MTs are copolymers assembled from tubulin heterodimers, comprised of α- and β-tubulin heterodimer repeats. The carboxy-terminal tail (CTT) of both α- and β-tubulin, which are found on the outer surface of the MTs, plays critical roles in regulating MT assembly and function, and in determining tubulin conformation (Luchko et al. 2008). Gp120 does not contain a canonical basic groove for tubulin CTTs and therefore cannot dock CTT through this motif. However, gp120 includes multiple α-helix motifs (Kwong et al. 1998); therefore, we hypothesized that gp120 could bind to CTT though helix-helix interaction (Fig. 2). Such interaction has been suggested by a recent report (Bullock et al. 2011) showing that 15% of the entries in the Protein Data Bank are multiprotein complexes, and 62% of these complexes involve a helix at the protein interface. To test whether a helix motif of gp120 could bind to the CTT of TUBB3 (Fig. 2C), we synthetized two short peptides NDMVEQMHEDIISLWDQSLK (Helix-A) and RAKWNNTLKQIASK (Helix-B) that correspond to two α-helix regions of gp120 (Figs. 2A and B). We tested their ability to bind to TUBB3, tubulin dimer and assembled MTs by SPR. Fig. 2D shows that Helix-A but not Helix-B peptide binds to TUBB3 in the lower micromolar range. Binding of Helix-A peptide to tubulin dimer and assembled MTs was in the higher micromole range, suggesting low affinity binding. These results might be consistent with a rapid dissociation of Helix-A from TUBB3 due to its mass (~1,696Da) being smaller than that of gp120 (~110,000Da).

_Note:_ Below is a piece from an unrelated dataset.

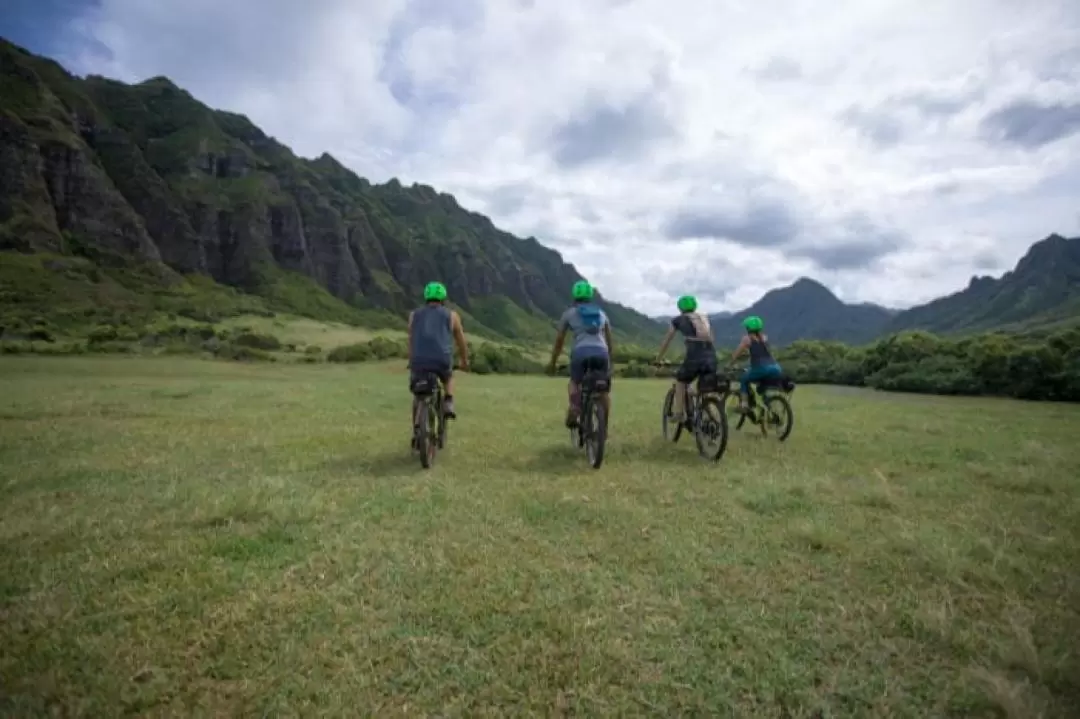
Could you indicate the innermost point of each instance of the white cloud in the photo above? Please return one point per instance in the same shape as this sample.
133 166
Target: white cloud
936 131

Figure 2. 3D structure of gp120 and TUBB3.

Figure 2

The tridimensional structures of gp120 (A and B) show that two helices in gp120 (Helix-A in purple and Helix-B in yellow) occupied two opposite sides and both could be contributing to the effective binding to the CTT (C, light blue) of TUBB3. Furthermore, we indicated the lysine residues present in Helix-A that could be responsible in the stabilization of helix-helix interaction between Helix-A and CTT. D. BiacoreT200 was used to determine the kinetic parameters for the binding of recombinant TUBB3, tubulin dimer, and assembled MTs Helix-A and HeliX-B peptides. Peptides were injected at different concentrations (10 nM – 500 µM). Data are from three independent experiments.

To further establish whether gp120 and Helix-A peptide compete for the same binding site, TUBB3, tubulin dimer and assembled MTs were incubated with gp120 and Helix-A. Fig. 3 shows that Helix-A peptide displaces all gp120 strains from binding to recombinant tubulins and MTs. Thus, our findings suggest that gp120 could bind to a neuron-specific isoform of tubulin through the twenty amino acid domain of its conserved α-helix region.

Figure 3. Helix-A peptide competes for gp120s binding to MTs.

Figure 3

BiacoreT200 was used to determine the kinetic parameters for the binding of recombinant TUBB3, tubulin dimer, and assembled MTs to gp120s in the absence and presence of Helix-A peptide. Gp120s (100 nM) or Helix-A peptide (10 µM) were injected over the surface alone or as a premix. Representative data are from one of three independent, highly reproducible experiments.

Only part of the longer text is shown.